If result in 'How to repeat' is alright this means that unique key constraints on more than one column are dangerous.

How to repeat:
CREATE TABLE `test` (
  `id` int(11) NOT NULL auto_increment,
  `email` varchar(200) collate utf8_bin default NULL,
  `url` varchar(200) collate utf8_bin default NULL,
  `url_method` enum('GET','POST') collate utf8_bin default NULL,
  `converter` varchar(255) collate utf8_bin default NULL,
  `description` varchar(80) collate utf8_bin default NULL,
  PRIMARY KEY  (`id`),
  UNIQUE KEY `service_uk` (`email`,`url_method`,`url`,`converter`)
) ENGINE=InnoDB DEFAULT CHARSET=utf8 COLLATE=utf8_bin;

insert into test (email, url_method, url, converter) values  ('test@bkwi.net', NULL  , NULL, NULL);
insert into test (email, url_method, url, converter) values  ('test@bkwi.net', NULL  , NULL, 'email.xslt');
insert into test (email, url_method, url, converter) values  (NULL           , 'POST', 'http://www.dummy.az', NULL);

-- duplicate row, violatesi unique key service_uk
insert into test (email, url_method, url, converter) values  (NULL           , 'POST', 'http://www.dummy.az', NULL);

commit;

select `email`,`url_method`,`url`,`converter`, count(*) 
from test group by 1,2,3,4
having count(*) > 1;

+-------+------------+---------------------+-----------+----------+
| email | url_method | url                 | converter | count(*) |
+-------+------------+---------------------+-----------+----------+
| NULL  | POST       | http://www.dummy.az | NULL      |        2 |
+-------+------------+---------------------+-----------+----------+

Suggested fix:
Fix.
[11 Jan 2007 14:42] Sveta Smirnova
Thank you for taking the time to write to us, but this is not a bug. Please double-check the documentation available at http://dev.mysql.com/doc/ and the instructions on
how to report a bug at http://bugs.mysql.com/how-to-report.php

According to http://dev.mysql.com/doc/refman/5.0/en/create-index.html:

A UNIQUE index creates a constraint such that all values in the index must be distinct. An error occurs if you try to add a new row with a key value that matches an existing row. This constraint does not apply to NULL  values except for the BDB storage engine. For other engines, a UNIQUE index allows multiple NULL values for columns that can contain NULL.
[11 Jan 2007 15:03] Andre Timmer
You write 'This constraint does not apply to NULL  values except.'

The 'duplicate' row mentioned also contains NOT null values!
Are you sure this is not a bug?
[11 Jan 2007 15:27] Andre Timmer
See last comment.
[11 Jan 2007 15:31] Alexander Keremidarski
Hello,

As Sveta explained and the manual states UNIQUE indexes allow multiple NULL values. This means all NULLs ar considered distinct "values".

Since both 

A. NULL = NULL -> False
B. NULL != NULL -> False

it is possible to interpret NULLs in an index two ways. 

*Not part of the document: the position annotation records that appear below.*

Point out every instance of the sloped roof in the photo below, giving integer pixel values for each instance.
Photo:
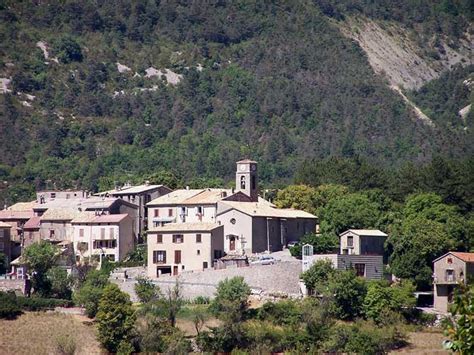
(4, 225)
(129, 190)
(175, 197)
(32, 223)
(22, 206)
(366, 232)
(263, 209)
(466, 257)
(90, 217)
(207, 197)
(60, 214)
(7, 215)
(185, 227)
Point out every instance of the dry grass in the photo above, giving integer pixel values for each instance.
(425, 343)
(38, 333)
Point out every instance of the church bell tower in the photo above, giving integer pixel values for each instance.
(246, 178)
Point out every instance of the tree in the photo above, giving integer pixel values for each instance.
(231, 300)
(296, 196)
(68, 50)
(146, 290)
(317, 276)
(460, 325)
(89, 294)
(40, 257)
(354, 210)
(115, 318)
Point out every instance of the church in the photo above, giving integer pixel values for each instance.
(191, 229)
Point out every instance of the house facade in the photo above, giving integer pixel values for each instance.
(450, 270)
(360, 249)
(138, 195)
(5, 244)
(100, 236)
(177, 247)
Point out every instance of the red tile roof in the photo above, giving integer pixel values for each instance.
(467, 257)
(110, 218)
(7, 214)
(32, 223)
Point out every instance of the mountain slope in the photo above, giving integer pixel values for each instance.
(128, 90)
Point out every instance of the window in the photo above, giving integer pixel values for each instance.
(178, 238)
(159, 257)
(350, 241)
(177, 256)
(360, 269)
(242, 182)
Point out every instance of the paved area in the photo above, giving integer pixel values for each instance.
(281, 278)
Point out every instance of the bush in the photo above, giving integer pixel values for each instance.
(146, 291)
(66, 345)
(9, 307)
(40, 304)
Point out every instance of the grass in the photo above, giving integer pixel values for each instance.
(41, 333)
(424, 342)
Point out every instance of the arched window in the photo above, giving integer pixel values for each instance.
(242, 182)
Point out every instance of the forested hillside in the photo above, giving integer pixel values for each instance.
(95, 91)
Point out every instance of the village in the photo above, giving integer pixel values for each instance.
(200, 237)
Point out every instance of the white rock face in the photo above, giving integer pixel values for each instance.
(122, 68)
(171, 77)
(4, 82)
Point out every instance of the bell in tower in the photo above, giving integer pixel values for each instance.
(246, 178)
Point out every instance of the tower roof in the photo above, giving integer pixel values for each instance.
(246, 161)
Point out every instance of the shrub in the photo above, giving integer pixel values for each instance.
(146, 291)
(9, 307)
(115, 318)
(66, 345)
(40, 304)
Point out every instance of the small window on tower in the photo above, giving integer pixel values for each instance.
(242, 182)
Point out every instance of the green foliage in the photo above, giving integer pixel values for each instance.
(40, 258)
(146, 290)
(115, 318)
(346, 292)
(383, 301)
(90, 293)
(231, 299)
(460, 326)
(326, 243)
(68, 50)
(9, 307)
(317, 276)
(34, 304)
(66, 345)
(427, 229)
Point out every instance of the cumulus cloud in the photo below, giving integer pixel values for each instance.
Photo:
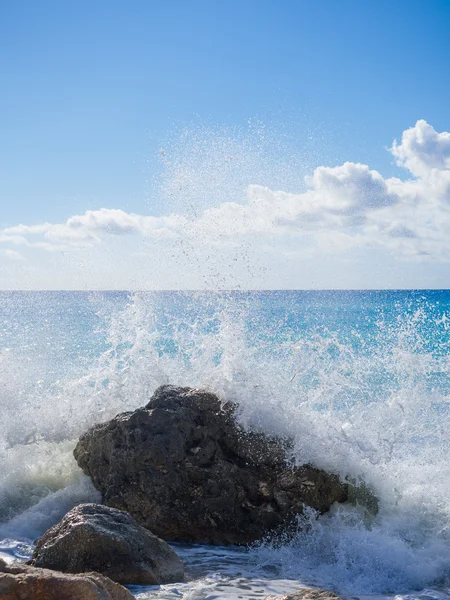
(341, 208)
(423, 149)
(11, 254)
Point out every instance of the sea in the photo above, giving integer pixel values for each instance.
(360, 380)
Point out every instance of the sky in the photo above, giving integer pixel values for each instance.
(253, 144)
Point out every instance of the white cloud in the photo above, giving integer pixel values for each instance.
(11, 254)
(342, 208)
(423, 149)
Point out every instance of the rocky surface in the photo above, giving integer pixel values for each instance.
(22, 582)
(306, 594)
(186, 471)
(98, 538)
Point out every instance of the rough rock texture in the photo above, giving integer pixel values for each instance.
(92, 537)
(186, 471)
(306, 594)
(21, 582)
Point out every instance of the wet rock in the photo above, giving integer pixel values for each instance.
(306, 594)
(22, 582)
(98, 538)
(185, 470)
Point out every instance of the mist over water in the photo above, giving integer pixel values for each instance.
(359, 380)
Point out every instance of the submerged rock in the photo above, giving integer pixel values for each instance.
(92, 537)
(22, 582)
(187, 471)
(306, 594)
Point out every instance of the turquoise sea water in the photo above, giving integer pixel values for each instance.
(359, 379)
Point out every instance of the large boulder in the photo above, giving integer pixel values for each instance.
(22, 582)
(98, 538)
(187, 471)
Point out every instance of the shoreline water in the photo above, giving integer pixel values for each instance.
(361, 380)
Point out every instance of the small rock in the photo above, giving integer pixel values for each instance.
(92, 537)
(22, 582)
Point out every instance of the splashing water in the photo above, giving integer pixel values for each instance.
(359, 381)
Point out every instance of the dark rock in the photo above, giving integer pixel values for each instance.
(22, 582)
(306, 594)
(92, 537)
(185, 470)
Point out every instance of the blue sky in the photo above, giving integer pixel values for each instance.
(92, 90)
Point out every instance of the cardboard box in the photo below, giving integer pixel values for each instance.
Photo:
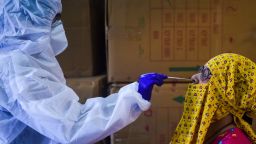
(175, 37)
(89, 87)
(83, 22)
(156, 125)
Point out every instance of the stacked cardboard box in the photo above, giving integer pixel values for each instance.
(173, 37)
(83, 22)
(156, 125)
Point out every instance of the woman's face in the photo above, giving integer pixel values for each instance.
(203, 76)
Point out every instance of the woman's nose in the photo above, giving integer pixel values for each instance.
(196, 78)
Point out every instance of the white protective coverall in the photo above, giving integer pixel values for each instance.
(36, 105)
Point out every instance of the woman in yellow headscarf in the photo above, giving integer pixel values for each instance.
(226, 87)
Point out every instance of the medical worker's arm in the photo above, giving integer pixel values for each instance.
(40, 101)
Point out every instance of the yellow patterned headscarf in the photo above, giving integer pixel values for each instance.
(230, 90)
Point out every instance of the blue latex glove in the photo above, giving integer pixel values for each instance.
(147, 81)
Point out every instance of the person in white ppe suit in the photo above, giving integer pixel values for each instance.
(36, 105)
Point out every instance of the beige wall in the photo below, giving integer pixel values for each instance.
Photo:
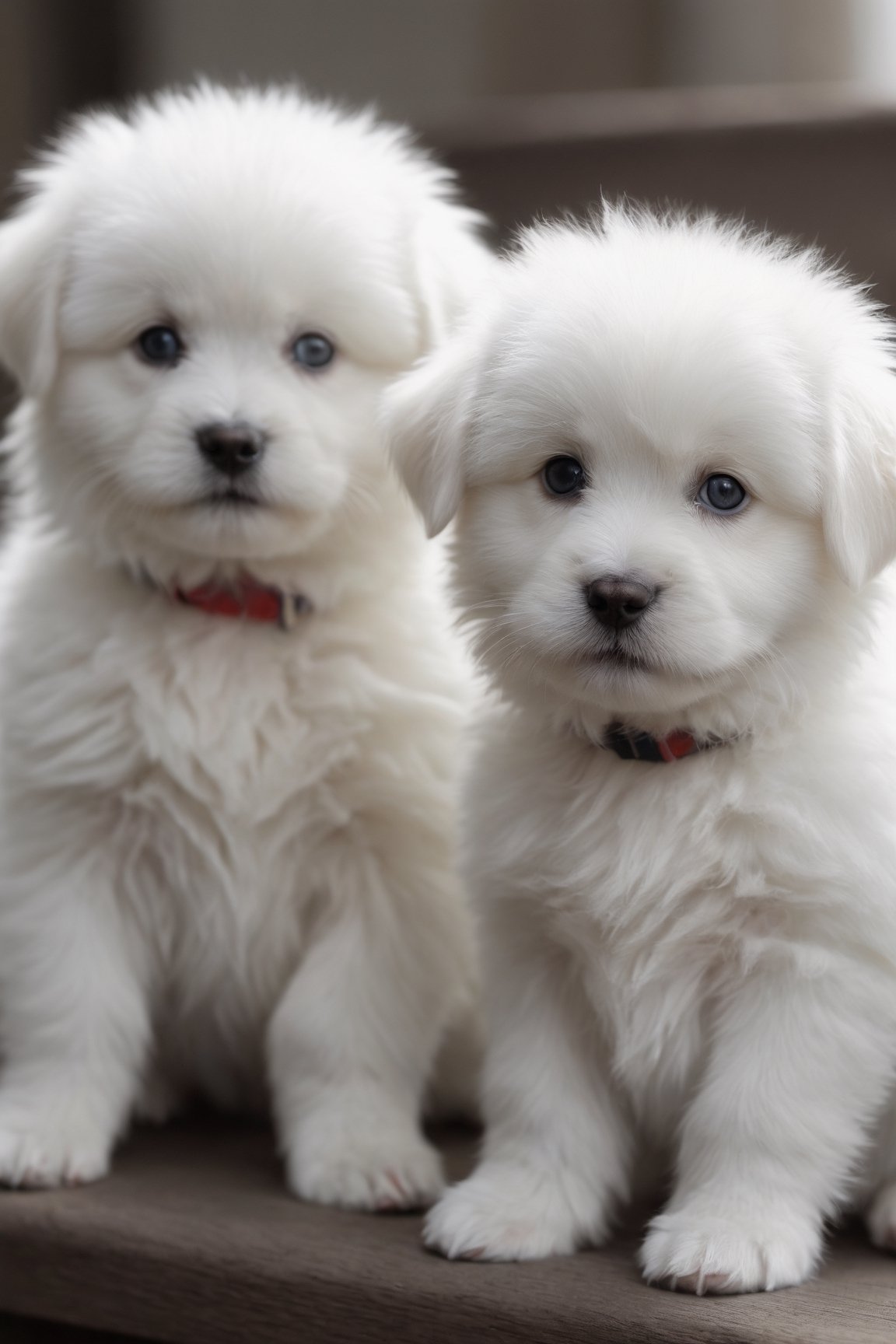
(415, 58)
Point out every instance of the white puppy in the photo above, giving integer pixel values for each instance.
(226, 845)
(674, 452)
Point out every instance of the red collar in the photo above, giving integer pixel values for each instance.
(247, 600)
(641, 746)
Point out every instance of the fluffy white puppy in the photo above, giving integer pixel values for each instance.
(674, 452)
(226, 845)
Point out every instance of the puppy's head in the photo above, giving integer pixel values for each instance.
(674, 452)
(203, 301)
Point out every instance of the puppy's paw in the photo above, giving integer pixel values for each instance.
(694, 1253)
(506, 1213)
(382, 1172)
(50, 1150)
(880, 1218)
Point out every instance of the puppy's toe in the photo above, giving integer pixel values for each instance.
(49, 1152)
(880, 1218)
(380, 1174)
(694, 1253)
(509, 1214)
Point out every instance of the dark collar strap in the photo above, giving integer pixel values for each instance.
(642, 746)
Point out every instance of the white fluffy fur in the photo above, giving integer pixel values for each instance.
(226, 851)
(694, 960)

In PRIMARY KEY NULLs are not allowed so we can say that for PRIMARY KEY MySQL treats NULLs as equal while in UNIQUE keys NULLs are considered distinct.
 
Such behaviour is conscious design decision and therefore not bug. This way MySQL allows one to choose between PRIMARY KEY and UNIQUE KEY depending on application needs. 

It doesn't worth debating whether it is theoretically correct or wrong because the RDBMS theory is already violated by allowing secondary unique keys.

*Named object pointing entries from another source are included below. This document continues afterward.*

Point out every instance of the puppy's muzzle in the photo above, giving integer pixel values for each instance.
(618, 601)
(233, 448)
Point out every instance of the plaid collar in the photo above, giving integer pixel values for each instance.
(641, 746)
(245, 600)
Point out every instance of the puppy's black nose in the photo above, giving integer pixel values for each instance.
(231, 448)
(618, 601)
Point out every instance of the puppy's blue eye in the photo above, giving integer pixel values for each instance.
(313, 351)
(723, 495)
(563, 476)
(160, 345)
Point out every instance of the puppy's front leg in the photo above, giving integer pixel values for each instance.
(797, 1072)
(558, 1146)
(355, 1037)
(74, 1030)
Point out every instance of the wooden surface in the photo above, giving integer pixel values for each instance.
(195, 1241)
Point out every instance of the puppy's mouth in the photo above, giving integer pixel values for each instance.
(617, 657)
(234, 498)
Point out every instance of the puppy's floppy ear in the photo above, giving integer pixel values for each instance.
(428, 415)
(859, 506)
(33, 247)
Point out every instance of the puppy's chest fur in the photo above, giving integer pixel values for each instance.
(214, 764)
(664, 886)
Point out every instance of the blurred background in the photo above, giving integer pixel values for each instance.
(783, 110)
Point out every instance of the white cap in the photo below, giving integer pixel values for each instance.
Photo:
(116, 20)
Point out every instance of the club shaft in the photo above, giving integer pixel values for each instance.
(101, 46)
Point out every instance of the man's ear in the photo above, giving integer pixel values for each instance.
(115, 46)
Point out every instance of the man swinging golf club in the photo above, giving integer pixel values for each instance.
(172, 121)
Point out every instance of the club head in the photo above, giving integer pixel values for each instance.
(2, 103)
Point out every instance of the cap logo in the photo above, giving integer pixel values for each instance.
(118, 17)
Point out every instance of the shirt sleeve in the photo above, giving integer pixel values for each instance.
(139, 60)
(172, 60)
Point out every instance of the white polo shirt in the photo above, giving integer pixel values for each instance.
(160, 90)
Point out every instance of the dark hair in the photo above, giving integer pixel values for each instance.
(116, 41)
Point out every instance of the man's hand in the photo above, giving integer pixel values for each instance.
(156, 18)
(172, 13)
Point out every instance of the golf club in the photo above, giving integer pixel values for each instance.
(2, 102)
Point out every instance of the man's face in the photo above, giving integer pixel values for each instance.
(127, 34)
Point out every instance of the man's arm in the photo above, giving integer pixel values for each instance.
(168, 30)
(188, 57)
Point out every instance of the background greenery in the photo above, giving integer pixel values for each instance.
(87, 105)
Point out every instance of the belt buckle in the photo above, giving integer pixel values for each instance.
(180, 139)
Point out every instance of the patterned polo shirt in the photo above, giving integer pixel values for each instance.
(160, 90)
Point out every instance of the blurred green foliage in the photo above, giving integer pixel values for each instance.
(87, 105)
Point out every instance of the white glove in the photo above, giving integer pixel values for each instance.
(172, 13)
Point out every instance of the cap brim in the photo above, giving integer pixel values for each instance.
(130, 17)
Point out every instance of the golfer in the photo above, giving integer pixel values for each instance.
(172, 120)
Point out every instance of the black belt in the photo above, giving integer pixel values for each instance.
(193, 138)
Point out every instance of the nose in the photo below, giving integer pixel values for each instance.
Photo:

Consider following example:

mysql> CREATE TABLE u (id INT NULL, UNIQUE KEY(id));
Query OK, 0 rows affected (0.03 sec)

mysql> INSERT INTO u VALUES (NULL), (NULL), (NULL);
Query OK, 3 rows affected (0.00 sec)
Records: 3  Duplicates: 0  Warnings: 0

# Note there is no error nor warning above

mysql> SELECT DISTINCT id FROM u;
+------+
| id   |
+------+
| NULL |
| NULL |
| NULL |
+------+
3 rows in set (0.00 sec)
[11 Jan 2007 15:33] Alexander Keremidarski
By the way thak you a lot for the excellent bug report although we may not find consensus whether it is a bug or not.
[11 Jan 2007 16:01] Andre Timmer
Hopefully you don't find me anonying yet.

For a unique key on one column this is normal behaviour.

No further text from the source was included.